Maxwell took a place in the annals of the science of light at another, more practical reason. In 1861 he published the first stable color photograph obtained with the use of three-color filter, which laid the Foundation for many forms of color photography today.
The phrase itself that light is a form of electromagnetic radiation, not much can be said. But it helps to describe what we all know: light is a spectrum of colors. This observation goes back to the works of Isaac Newton. We see the color spectrum in all its glory, when the rainbow rises in the sky and these colors are directly related to Maxwell's concept of electromagnetic waves.
A red light on one end of the rainbow is an electromagnetic radiation with a wavelength from 620 to 750 nanometers; purple color at the other end of the radiation with a wavelength from 380 nm to 450 nm. But electromagnetic radiation is more than visible color. Light with wavelength longer than red we call infrared. Light with wavelength shorter than violet is called ultraviolet. Many animals can see in UV, some people also says Eleftherios Hallmates from the Institute of quantum optics max Planck in Garching, Germany. In some cases, people see even infrared. Perhaps that is why we are not surprised that ultraviolet and infrared we call forms of light.
It is curious, however, that if the wavelengths become shorter or longer, we cease to call them "light". Outside of ultraviolet, electromagnetic waves can be shorter than 100 nm. This is the realm of x-rays and gamma rays. Have you ever heard of x-rays called a form of light?
"The scientist will not say "I am x-raying the object x-ray light." He will say "I use x-rays," says Hallmates.
Meanwhile, beyond infrared and electromagnetic wavelengths are stretched to 1 cm and even up to thousands of kilometers. These electromagnetic waves are called microwaves or radio waves. To some it may seem strange to perceive radio waves as light.

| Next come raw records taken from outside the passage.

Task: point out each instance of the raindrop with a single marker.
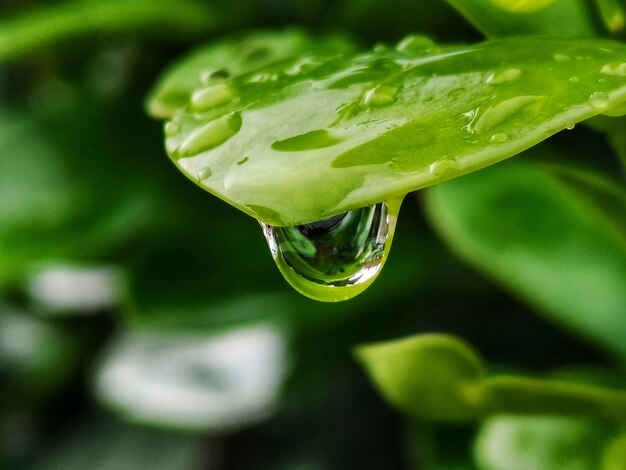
(380, 95)
(171, 128)
(211, 96)
(562, 57)
(499, 138)
(444, 167)
(599, 99)
(204, 174)
(335, 258)
(490, 115)
(308, 141)
(616, 69)
(414, 42)
(210, 135)
(504, 76)
(212, 75)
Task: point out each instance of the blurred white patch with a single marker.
(213, 383)
(69, 289)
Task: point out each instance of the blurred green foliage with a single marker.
(143, 323)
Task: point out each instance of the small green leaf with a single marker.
(502, 18)
(543, 239)
(428, 376)
(231, 57)
(439, 378)
(386, 122)
(539, 442)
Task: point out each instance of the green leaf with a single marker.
(540, 442)
(315, 136)
(614, 457)
(427, 376)
(231, 57)
(544, 240)
(437, 377)
(502, 18)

"There is not much physical difference between radio waves and visible light from the point of view of physics, says Hallmates. — You will describe them the same equations and math." Only our everyday perception distinguishes them.
Thus, we get a different definition of light. This is a very narrow range of electromagnetic radiation that can see our eyes. In other words, light is a subjective label that we use only due to the limitations of our senses.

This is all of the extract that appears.